The Fed’s trillion-dollar bridge to nowhere
The infamous Alaskan “bridge to nowhere” was canceled following a public outcry about its $400 million cost and minuscule benefits. In contrast, the Federal Reserve’s latest program of quantitative easing, commonly known as QE4, was never subjected to any public assessment of costs and benefits.
Our comprehensive analysis indicates that QE4 will cost taxpayers nearly $800 billion — more than a thousand times larger than the Alaskan fiasco. At the upcoming monetary policy hearings, members of Congress should raise questions about this trillion-dollar bridge to nowhere.
The Fed conducted QE4 from spring 2020 to early 2022, purchasing $4.6 trillion in securities and funding those purchases with a corresponding increase in its liabilities of bank reserves and reverse repos. In effect, the Fed’s balance sheet now appears similar to that of a hedge fund whose long-term assets are financed by short-term borrowing, except that such funds routinely hedge their interest rate risk whereas the Fed’s portfolio is effectively naked.

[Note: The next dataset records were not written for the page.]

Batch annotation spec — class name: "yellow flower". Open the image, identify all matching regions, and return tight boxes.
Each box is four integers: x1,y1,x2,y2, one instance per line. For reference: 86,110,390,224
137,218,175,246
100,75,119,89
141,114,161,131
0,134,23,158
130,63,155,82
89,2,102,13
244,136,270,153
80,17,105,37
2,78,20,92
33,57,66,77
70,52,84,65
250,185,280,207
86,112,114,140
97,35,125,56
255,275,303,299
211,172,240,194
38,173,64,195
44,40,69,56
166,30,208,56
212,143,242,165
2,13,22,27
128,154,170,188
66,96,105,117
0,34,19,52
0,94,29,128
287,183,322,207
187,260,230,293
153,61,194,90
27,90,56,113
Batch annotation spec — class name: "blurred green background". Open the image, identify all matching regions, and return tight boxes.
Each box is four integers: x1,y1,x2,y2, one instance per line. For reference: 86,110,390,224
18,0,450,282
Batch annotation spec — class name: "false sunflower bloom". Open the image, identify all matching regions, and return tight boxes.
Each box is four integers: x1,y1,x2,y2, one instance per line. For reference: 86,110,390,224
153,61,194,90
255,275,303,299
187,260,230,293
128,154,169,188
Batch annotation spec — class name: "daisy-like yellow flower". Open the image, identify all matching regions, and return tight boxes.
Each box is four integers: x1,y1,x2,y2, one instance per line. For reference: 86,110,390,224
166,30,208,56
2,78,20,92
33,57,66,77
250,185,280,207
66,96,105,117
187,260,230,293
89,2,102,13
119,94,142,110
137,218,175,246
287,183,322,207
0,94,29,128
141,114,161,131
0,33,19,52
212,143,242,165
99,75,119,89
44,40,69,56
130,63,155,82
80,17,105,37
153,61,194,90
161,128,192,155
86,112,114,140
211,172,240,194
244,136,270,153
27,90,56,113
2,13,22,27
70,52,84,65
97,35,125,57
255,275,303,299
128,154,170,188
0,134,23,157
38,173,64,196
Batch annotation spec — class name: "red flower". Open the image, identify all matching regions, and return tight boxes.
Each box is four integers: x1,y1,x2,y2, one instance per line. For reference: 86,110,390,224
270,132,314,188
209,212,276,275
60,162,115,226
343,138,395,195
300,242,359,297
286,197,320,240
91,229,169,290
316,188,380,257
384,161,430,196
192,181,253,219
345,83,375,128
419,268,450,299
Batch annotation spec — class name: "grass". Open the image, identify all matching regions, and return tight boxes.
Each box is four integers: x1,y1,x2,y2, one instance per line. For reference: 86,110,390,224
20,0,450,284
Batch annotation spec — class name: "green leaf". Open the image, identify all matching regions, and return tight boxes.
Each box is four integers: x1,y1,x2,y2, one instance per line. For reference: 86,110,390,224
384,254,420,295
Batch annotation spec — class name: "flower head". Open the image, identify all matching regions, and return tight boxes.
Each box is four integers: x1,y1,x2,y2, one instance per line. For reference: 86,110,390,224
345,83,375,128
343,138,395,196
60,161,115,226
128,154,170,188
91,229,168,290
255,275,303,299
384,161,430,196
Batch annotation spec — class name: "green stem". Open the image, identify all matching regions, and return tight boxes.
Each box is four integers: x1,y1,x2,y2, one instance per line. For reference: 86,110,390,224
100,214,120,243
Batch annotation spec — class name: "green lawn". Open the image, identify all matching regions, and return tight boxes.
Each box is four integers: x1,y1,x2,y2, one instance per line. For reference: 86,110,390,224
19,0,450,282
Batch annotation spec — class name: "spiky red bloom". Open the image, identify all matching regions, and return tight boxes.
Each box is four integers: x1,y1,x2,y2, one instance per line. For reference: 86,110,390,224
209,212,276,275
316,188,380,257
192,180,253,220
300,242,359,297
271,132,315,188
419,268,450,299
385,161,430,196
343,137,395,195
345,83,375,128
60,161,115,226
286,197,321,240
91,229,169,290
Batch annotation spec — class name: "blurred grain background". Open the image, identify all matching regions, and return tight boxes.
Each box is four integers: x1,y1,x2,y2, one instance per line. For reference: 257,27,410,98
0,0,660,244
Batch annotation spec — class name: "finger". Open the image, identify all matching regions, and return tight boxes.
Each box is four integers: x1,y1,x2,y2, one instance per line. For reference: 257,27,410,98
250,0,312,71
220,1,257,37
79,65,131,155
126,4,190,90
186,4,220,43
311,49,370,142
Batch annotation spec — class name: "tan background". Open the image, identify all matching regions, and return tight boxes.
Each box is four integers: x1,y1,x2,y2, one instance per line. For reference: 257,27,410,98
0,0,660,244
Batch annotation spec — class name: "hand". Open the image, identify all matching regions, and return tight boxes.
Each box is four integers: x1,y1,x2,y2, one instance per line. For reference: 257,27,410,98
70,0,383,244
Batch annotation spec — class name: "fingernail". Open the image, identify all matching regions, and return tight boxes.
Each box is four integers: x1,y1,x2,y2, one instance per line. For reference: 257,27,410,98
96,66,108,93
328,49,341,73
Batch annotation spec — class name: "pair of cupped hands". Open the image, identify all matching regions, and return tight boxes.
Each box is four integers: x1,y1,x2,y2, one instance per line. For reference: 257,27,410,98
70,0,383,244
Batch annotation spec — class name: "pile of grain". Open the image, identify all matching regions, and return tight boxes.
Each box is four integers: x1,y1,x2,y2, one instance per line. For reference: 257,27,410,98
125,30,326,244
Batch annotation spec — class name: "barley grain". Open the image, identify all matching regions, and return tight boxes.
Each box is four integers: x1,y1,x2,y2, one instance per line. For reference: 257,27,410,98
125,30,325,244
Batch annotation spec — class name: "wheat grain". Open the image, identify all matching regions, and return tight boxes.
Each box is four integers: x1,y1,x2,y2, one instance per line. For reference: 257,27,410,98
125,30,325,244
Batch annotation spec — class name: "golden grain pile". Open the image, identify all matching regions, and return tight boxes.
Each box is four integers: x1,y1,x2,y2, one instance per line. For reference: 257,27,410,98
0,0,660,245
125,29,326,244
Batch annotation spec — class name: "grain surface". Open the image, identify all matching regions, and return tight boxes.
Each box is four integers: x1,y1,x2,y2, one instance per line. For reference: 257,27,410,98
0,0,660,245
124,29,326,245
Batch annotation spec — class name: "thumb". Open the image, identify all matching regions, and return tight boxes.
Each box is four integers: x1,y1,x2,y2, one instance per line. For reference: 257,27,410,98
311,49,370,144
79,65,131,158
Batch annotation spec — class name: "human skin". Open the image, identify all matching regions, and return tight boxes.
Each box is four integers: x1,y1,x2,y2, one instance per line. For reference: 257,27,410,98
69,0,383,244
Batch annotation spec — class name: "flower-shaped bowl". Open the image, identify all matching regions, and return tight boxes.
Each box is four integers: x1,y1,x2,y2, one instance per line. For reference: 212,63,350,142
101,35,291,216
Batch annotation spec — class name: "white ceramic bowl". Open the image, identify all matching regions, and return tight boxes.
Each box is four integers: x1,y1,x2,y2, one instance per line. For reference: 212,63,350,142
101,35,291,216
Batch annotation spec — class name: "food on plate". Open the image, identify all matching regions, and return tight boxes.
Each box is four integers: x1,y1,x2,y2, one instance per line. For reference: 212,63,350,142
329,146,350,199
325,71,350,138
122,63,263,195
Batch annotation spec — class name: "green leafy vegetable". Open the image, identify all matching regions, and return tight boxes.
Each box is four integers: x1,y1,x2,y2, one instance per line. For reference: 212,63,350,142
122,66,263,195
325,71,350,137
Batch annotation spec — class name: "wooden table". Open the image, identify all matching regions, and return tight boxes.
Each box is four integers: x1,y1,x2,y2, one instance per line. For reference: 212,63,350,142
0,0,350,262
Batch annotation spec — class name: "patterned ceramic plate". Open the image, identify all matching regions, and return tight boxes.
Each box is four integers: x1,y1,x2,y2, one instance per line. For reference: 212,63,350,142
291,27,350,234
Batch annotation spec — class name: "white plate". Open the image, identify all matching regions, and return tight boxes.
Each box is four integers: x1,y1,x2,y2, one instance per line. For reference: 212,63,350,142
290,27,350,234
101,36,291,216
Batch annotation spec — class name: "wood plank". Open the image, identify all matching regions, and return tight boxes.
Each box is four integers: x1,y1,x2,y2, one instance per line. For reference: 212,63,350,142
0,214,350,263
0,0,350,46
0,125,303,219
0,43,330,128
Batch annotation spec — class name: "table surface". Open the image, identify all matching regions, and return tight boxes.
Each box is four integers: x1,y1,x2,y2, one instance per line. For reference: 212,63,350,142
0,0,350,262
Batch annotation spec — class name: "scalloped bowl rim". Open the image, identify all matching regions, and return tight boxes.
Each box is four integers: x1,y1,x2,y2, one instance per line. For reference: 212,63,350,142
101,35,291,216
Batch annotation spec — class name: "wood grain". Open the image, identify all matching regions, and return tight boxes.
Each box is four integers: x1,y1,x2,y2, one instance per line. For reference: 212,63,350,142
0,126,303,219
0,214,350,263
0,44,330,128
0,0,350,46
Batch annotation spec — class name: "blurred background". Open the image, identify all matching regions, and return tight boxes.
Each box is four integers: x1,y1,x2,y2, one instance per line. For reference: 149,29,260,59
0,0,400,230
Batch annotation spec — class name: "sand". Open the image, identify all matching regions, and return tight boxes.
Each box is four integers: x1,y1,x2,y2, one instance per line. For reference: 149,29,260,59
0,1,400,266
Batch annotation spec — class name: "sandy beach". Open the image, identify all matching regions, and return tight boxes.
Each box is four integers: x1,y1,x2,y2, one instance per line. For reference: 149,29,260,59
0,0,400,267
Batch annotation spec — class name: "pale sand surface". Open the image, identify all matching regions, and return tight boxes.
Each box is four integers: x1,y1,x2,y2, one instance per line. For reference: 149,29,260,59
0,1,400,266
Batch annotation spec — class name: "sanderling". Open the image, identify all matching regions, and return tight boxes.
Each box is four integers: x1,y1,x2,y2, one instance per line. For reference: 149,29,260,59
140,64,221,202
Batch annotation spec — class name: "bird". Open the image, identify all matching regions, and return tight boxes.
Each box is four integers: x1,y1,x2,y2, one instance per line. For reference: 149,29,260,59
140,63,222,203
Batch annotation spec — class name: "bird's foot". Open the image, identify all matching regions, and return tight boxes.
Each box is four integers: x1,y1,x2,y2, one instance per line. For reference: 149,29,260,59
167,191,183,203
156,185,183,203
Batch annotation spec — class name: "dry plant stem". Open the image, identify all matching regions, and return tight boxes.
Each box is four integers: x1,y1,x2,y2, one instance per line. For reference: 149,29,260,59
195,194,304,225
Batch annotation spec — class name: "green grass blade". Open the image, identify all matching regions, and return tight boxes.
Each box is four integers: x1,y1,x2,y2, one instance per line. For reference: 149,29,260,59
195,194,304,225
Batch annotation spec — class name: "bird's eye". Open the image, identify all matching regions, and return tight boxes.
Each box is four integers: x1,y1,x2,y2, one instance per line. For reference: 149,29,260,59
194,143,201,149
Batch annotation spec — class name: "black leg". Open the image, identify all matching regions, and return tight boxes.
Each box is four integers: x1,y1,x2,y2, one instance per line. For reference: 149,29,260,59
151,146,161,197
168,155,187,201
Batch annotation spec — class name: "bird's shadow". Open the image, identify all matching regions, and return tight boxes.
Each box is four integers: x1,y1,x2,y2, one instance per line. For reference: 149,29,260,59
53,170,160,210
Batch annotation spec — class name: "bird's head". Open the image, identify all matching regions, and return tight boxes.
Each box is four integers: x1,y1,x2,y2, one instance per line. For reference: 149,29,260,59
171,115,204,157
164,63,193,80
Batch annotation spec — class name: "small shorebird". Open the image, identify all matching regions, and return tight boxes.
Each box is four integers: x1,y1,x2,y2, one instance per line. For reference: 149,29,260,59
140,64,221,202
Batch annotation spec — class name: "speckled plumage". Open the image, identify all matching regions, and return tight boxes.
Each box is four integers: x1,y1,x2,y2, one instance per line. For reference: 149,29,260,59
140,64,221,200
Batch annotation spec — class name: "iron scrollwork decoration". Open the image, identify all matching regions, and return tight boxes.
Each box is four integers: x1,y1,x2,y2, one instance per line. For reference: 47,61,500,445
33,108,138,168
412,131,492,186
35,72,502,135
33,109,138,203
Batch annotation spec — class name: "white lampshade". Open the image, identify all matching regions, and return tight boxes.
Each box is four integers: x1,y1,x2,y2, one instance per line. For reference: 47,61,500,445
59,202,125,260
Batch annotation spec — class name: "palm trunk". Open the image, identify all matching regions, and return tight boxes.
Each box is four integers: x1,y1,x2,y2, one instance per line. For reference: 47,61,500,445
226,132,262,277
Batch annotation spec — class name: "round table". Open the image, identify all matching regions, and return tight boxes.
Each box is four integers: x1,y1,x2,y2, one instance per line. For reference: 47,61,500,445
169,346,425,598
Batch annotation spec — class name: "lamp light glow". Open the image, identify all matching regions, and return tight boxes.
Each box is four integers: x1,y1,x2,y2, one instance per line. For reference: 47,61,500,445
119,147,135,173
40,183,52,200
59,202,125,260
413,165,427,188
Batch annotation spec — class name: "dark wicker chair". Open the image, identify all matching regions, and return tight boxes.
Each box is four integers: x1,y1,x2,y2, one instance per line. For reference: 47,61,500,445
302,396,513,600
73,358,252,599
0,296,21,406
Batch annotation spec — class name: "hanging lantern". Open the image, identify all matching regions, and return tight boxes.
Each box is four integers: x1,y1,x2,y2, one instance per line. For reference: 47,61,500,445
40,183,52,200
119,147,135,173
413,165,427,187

As the Fed has pushed up interest rates in its battle against inflation, the interest expense on the Fed’s liabilities is now far exceeding the earnings on its assets. And the Fed will continue to incur negative net interest income over the coming years. No congressional bailout will be needed to cover those losses; rather, the Fed will simply borrow the corresponding amount from the public. The Fed’s operations are not included in the federal budget, and hence its liabilities do not count against the debt ceiling limit.
Nonetheless, these costs will indeed be borne by taxpayers. Normally, the Fed earns a steady positive net interest income of about $100 billion per year, mainly reflecting the fact that the Fed doesn’t pay any interest on its liabilities of paper currency, and that net interest income is directly transferred to the Treasury. Since last fall, however, the Fed has stopped sending any remittances to the Treasury. Our analysis indicates that its remittances will remain suspended over the next five years and depressed for years thereafter.
The magnitude of these costs can also be assessed by considering the balance sheet of the consolidated federal government, including the Federal Reserve. (As an independent agency, the Fed’s operations aren’t included in the regular federal budget). During 2020 and 2021, the Treasury was auctioning large amounts of long-term notes and bonds to “lock in” the historically low cost of financing the federal debt. However, the Fed acquired a large fraction of those securities and funded its purchases with short-term liabilities, leaving the consolidated federal sector exposed to much greater interest rate risk. The Fed also purchased huge amounts of agency mortgage-backed securities (MBS) at a time when mortgage rates were at historic lows, and the yields on those securities are now far below the rates that the Fed is paying on its interest-bearing liabilities.
The Fed never alerted Congress or the public that its QE4 program could put taxpayers at risk. Indeed, the minutes of its monetary policy meetings provide no hint that Fed officials ever engaged in any substantive discussion of the costs and benefits of QE4. The initial phase of securities purchases did stabilize markets at the onset of the pandemic. However, those financial strains subsided within a few weeks, whereas the Fed continued engaging in huge purchases for nearly two years thereafter. We find no significant evidence that the continuation of such purchases had any substantial benefits. Indeed, the Fed’s MBS purchases may well have been counterproductive in exacerbating the housing boom over that period.
Transparency and accountability are not partisan issues. The Fed is an independent agency, but it must remain accountable to Congress and the public. In carrying out their role of overseeing the Fed, members of Congress should consider holding public hearings about QE4 and then consider potential legislative measures. For example, the Fed has had a longstanding exemption from reviews by the Government Accounting Office (GAO), the nonpartisan watchdog for all other government agencies. Henceforth, the GAO should be authorized to conduct regular reviews of all aspects of the Fed’s policies and operations. Similarly, the Fed’s inspector general should no longer be merely a Fed employee but should become a fully independent official, just like at every other major government agency. Such reforms can strengthen the Fed’s accountability while keeping its monetary policy decisions insulated from political interference.
Ordinary American families, who have been tightening their belts in response to high inflation, may well be outraged that an ineffective and opaque Fed program will have such a huge cost to taxpayers. Will the Fed be held accountable for its trillion-dollar bridge to nowhere?
Andrew Levin is a professor of economics at Dartmouth College who previously served as a special adviser on monetary policy at the Federal Reserve Board.